I have an Estonian friend who struggles with this concept. She stated that, from her experience, it is almost expected of you to join in with overheard conversation. "How else would you ever meet any new people?" was her response when I asked if it was "the done thing".


Small children don't have this constraint either on their ability to comment about everything they hear and see either. "Mummy, why has that person got no hair?" "Mummy, that man just said a naughty word!" I have found it quite useful on occasion, when my small boy has commented on something that I am not “allowed” to. It can enable me to make a comment back, under the pretence of answering his question, but loud enough to inform the original speaker of my distain. "Mummy, that man just spitted on the floor!" "Well, how rude! I
think he must not realise how many germs he is spreading, what do you think sweetie? It is something that is learned; when to butt in and when not. To offer directions to someone you overhear, who is clearly lost, is perfectly acceptable. To offer your opinion on whether someone should disclose an affair to a spouse is clearly not.

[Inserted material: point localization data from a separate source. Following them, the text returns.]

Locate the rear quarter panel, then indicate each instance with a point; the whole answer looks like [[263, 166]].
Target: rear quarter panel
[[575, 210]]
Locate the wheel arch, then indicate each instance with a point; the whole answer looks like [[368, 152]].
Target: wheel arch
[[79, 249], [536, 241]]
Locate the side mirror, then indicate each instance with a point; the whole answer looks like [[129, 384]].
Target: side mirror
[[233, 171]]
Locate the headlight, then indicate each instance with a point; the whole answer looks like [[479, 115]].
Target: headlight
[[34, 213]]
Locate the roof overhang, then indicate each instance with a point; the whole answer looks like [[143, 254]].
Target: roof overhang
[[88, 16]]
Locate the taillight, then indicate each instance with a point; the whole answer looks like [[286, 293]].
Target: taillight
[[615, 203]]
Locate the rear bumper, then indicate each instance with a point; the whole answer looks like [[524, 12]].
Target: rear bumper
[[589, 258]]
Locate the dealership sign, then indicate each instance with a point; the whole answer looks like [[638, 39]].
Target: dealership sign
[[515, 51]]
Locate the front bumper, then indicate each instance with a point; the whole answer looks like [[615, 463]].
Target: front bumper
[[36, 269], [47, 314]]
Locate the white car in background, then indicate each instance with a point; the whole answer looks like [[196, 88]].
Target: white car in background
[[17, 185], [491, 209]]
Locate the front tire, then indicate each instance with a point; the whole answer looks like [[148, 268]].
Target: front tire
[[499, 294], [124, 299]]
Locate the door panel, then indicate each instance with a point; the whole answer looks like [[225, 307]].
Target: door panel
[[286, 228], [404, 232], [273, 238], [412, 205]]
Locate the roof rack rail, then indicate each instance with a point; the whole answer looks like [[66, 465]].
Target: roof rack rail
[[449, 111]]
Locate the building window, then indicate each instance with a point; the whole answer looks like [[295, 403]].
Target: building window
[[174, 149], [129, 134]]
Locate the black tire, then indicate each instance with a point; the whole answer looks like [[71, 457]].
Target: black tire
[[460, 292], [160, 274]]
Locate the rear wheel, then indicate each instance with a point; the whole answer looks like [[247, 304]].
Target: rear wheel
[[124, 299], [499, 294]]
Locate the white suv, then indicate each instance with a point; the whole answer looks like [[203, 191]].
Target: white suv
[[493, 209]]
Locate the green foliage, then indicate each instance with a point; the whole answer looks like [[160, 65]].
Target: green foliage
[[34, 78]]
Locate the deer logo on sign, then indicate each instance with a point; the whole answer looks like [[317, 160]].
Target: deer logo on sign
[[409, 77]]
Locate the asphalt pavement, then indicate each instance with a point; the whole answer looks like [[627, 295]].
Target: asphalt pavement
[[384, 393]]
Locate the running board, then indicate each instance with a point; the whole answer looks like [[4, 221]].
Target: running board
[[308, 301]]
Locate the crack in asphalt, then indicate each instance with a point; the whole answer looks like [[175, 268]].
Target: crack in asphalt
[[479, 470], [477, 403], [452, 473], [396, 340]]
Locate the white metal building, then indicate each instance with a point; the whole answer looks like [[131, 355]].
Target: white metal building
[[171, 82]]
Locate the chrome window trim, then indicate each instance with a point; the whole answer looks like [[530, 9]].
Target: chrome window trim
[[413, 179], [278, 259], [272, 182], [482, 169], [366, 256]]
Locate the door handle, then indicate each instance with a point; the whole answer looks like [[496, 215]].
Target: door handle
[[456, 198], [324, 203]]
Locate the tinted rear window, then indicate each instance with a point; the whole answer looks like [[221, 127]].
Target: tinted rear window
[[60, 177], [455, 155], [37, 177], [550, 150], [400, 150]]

We humans also have selective hearing most of the time. The much discussed and amusing misheard song lyrics are some of my favourite. Most of us have giggled at Jimmy Hendrix asking that we excuse him whilst "I kiss this guy" or Freddie Mercury telling us that “Beelzebub has a devil for a sideboard” (no? is that one just me then!)

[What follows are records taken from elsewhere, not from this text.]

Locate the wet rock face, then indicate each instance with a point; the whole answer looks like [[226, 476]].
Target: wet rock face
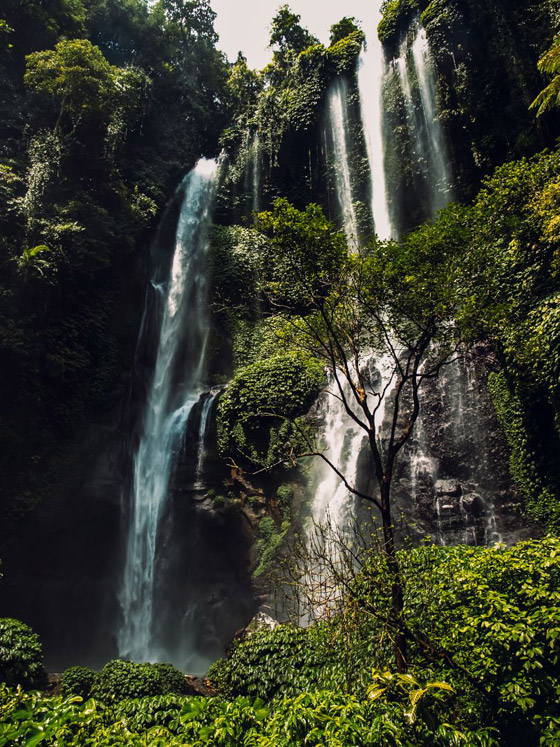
[[458, 458], [452, 481]]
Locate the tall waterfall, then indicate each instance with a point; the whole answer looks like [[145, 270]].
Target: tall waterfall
[[371, 74], [338, 127], [417, 77], [177, 383]]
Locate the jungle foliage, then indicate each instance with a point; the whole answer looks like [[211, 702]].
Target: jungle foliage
[[105, 104]]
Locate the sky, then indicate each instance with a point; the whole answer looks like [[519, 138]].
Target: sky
[[244, 25]]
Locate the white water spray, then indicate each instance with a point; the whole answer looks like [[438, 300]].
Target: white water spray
[[439, 173], [176, 387], [371, 74], [338, 125]]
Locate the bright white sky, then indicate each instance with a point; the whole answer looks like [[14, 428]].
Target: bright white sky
[[244, 25]]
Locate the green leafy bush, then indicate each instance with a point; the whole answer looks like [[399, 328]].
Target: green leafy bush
[[78, 682], [21, 655], [126, 679], [173, 680], [275, 663], [255, 412]]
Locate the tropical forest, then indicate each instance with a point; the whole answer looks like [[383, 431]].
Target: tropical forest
[[280, 375]]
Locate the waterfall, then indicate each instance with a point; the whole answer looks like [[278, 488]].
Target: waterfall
[[177, 383], [203, 429], [256, 172], [423, 122], [371, 74], [338, 127]]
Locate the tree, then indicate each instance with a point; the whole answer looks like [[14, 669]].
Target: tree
[[286, 33], [342, 29], [396, 300], [244, 85], [549, 65], [195, 18], [75, 76]]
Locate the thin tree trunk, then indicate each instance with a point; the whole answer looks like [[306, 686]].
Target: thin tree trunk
[[397, 595]]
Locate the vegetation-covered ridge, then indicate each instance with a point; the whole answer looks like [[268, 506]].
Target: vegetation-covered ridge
[[484, 627], [105, 104]]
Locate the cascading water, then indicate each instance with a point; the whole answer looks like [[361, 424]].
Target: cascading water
[[422, 118], [177, 384], [371, 74], [425, 488], [338, 128], [203, 429]]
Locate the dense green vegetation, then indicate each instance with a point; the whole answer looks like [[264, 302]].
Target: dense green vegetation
[[484, 626], [104, 105]]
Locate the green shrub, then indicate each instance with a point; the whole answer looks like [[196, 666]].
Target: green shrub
[[173, 680], [274, 663], [21, 655], [78, 682], [255, 412], [126, 679]]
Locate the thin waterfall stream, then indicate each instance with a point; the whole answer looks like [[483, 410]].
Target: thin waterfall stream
[[178, 381]]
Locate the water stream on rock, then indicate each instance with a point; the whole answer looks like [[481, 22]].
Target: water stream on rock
[[337, 111], [429, 486], [178, 382]]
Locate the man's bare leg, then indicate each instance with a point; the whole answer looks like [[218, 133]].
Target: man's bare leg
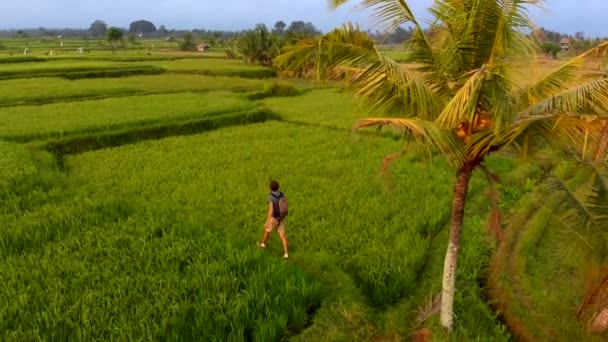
[[265, 238], [285, 243]]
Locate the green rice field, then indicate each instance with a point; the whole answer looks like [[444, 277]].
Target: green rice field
[[154, 238]]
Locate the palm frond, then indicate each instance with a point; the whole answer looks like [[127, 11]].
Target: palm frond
[[392, 13], [345, 46], [387, 87], [465, 102], [383, 84], [566, 89], [562, 131], [428, 133], [574, 208]]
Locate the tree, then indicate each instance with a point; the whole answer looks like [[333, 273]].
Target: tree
[[279, 28], [114, 35], [466, 101], [583, 208], [188, 43], [551, 48], [142, 26], [300, 30], [259, 46], [98, 28]]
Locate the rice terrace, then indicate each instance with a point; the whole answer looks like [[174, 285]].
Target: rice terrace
[[445, 169]]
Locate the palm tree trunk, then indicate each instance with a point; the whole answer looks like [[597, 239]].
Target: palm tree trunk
[[461, 187]]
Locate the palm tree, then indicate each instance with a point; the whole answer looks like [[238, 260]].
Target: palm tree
[[259, 46], [465, 96], [584, 208]]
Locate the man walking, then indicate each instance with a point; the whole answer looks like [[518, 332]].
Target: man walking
[[275, 219]]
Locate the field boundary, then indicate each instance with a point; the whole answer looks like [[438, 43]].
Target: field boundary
[[85, 143]]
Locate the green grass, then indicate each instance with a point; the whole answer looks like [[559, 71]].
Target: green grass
[[216, 67], [543, 281], [14, 163], [75, 70], [115, 272], [325, 107], [49, 90], [156, 239], [56, 120]]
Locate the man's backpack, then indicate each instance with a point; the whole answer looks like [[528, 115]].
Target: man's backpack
[[279, 206]]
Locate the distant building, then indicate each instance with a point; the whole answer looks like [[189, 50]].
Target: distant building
[[565, 43]]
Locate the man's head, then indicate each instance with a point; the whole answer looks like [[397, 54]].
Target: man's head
[[274, 185]]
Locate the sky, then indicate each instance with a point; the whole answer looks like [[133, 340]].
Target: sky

Our brain is a very clever thing (mind you, I have to ask myself which part of my body is telling me this?).  Every sound we hear goes in through our ears and is dealt with by some process or other to select what we should attend to and what is "spare" noise. This is why, when in a room full of people and talk, we are not aware of anything that is said in amongst that background noise, until someone mentions our name (or funnily enough a swear word).  This is known as The Cocktail Party Effect and was studied by a man named (amusingly) Colin Cherry – thankfully the amusement on my part enabled me to remember this for my psychology A Level, back in the day.


My aged great aunt was notorious for her selective hearing. She could not hear you ask her anything unless you were sitting directly in front of her and speaking very clearly; however, on Christmas when my siblings and I were playing a game of Trivial Pursuit in another room, a question was asked about the winner of the Wimbledon Women's Singles in 1972. "Bilie-Jean King" came the cry from my great aunt! It was a wedge question too.

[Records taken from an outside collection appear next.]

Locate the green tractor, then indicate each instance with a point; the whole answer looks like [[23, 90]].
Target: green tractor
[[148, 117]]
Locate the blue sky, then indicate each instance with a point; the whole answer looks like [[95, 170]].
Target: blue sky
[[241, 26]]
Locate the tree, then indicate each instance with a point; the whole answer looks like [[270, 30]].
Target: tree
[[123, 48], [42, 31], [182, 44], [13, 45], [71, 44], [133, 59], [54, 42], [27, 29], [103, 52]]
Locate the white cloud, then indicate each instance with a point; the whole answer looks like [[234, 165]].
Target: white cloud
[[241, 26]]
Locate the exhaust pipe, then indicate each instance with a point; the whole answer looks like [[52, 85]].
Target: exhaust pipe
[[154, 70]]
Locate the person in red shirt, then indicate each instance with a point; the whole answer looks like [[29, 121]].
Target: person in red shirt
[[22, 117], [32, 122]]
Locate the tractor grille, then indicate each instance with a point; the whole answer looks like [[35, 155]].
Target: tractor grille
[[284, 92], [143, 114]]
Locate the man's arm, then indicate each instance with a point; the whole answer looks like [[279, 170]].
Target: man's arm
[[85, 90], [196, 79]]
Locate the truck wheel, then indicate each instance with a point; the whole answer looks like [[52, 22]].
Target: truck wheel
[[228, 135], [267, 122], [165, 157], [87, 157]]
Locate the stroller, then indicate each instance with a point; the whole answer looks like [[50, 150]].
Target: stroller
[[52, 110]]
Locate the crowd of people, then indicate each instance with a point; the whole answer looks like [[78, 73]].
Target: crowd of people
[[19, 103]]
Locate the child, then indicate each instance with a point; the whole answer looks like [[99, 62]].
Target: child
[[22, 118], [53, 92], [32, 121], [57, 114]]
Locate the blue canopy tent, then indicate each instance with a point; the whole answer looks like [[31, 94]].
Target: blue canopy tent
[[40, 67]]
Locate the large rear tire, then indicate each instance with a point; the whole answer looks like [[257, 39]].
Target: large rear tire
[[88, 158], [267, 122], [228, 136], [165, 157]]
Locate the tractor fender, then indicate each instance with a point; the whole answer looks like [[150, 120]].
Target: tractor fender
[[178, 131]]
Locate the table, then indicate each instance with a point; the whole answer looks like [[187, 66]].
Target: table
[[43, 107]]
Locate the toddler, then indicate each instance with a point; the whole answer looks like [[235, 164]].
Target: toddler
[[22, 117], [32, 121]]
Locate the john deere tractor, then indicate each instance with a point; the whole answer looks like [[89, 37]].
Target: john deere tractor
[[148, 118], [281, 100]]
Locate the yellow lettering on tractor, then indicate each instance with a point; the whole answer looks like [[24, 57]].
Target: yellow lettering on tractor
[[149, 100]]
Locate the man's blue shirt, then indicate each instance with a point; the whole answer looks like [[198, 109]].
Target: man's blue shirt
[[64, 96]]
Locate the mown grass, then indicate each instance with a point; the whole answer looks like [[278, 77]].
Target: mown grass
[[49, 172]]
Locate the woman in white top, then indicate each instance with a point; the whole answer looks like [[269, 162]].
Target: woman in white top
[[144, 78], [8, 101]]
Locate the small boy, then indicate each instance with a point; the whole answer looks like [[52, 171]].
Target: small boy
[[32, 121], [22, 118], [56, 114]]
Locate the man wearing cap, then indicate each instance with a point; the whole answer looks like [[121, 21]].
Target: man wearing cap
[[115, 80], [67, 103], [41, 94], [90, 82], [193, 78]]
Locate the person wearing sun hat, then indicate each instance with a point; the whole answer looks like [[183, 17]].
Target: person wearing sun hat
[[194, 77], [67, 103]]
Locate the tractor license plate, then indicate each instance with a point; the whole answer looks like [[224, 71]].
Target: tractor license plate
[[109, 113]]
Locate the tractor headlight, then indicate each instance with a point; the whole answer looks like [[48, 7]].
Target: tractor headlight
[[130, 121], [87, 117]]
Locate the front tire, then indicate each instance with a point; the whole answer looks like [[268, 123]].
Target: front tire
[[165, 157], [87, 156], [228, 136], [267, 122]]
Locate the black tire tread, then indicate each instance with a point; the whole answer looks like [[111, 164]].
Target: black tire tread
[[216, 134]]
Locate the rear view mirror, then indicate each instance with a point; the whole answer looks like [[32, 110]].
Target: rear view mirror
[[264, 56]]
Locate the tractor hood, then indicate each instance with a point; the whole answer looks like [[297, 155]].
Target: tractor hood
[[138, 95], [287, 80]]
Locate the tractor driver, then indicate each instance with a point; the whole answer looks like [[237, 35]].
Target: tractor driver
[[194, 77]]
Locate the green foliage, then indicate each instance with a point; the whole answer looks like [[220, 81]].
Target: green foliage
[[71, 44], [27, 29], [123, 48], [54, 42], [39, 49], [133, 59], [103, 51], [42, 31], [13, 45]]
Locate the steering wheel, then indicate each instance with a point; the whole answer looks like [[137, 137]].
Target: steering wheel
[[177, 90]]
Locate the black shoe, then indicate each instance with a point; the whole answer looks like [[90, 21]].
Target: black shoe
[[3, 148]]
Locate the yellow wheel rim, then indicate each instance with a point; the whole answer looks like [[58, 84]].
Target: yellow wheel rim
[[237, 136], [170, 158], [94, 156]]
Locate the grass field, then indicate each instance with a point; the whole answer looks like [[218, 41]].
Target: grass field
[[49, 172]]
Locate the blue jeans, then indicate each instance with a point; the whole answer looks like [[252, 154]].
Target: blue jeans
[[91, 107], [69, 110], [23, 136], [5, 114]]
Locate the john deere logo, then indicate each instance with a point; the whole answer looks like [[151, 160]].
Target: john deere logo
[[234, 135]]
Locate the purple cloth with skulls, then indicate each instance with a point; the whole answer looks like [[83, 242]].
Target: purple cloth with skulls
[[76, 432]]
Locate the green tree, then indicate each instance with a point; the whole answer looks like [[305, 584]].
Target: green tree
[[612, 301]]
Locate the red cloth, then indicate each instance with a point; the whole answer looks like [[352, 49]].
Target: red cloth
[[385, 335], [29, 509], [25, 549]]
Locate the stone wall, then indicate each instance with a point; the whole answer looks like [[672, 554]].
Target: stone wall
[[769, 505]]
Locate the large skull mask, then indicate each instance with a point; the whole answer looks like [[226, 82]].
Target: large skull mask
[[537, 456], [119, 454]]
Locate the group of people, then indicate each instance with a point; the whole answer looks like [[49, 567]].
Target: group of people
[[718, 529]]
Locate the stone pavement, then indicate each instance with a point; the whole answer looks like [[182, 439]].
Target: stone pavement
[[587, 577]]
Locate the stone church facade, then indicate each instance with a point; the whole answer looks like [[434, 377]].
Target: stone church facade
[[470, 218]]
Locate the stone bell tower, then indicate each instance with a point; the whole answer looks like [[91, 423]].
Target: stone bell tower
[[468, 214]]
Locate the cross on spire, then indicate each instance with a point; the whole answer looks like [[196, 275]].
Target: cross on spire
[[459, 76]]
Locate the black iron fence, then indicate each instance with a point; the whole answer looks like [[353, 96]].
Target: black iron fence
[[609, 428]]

Back to Bugged - So far, I have overheard a young mum telling her small child that if she didn't "get here now you little bastard" there would be trouble, a woman stating that she would have to apply scabies cream before bed, thanks to her new job and half of a telephone conversation which culminated in the words “oh, it will be fine, she’s only got a little black eye”. I am quite confident that from one or more of these nuggets, I will be able to make some wild assumptions about the speakers and come up with something worth submitting.


Oh to be a small child, an aged great aunt or possibly Estonian to allow my innate nosiness to have free reign! I adore eavesdropping and, thanks to Bugged I am at last able to put my spurious talent to good use.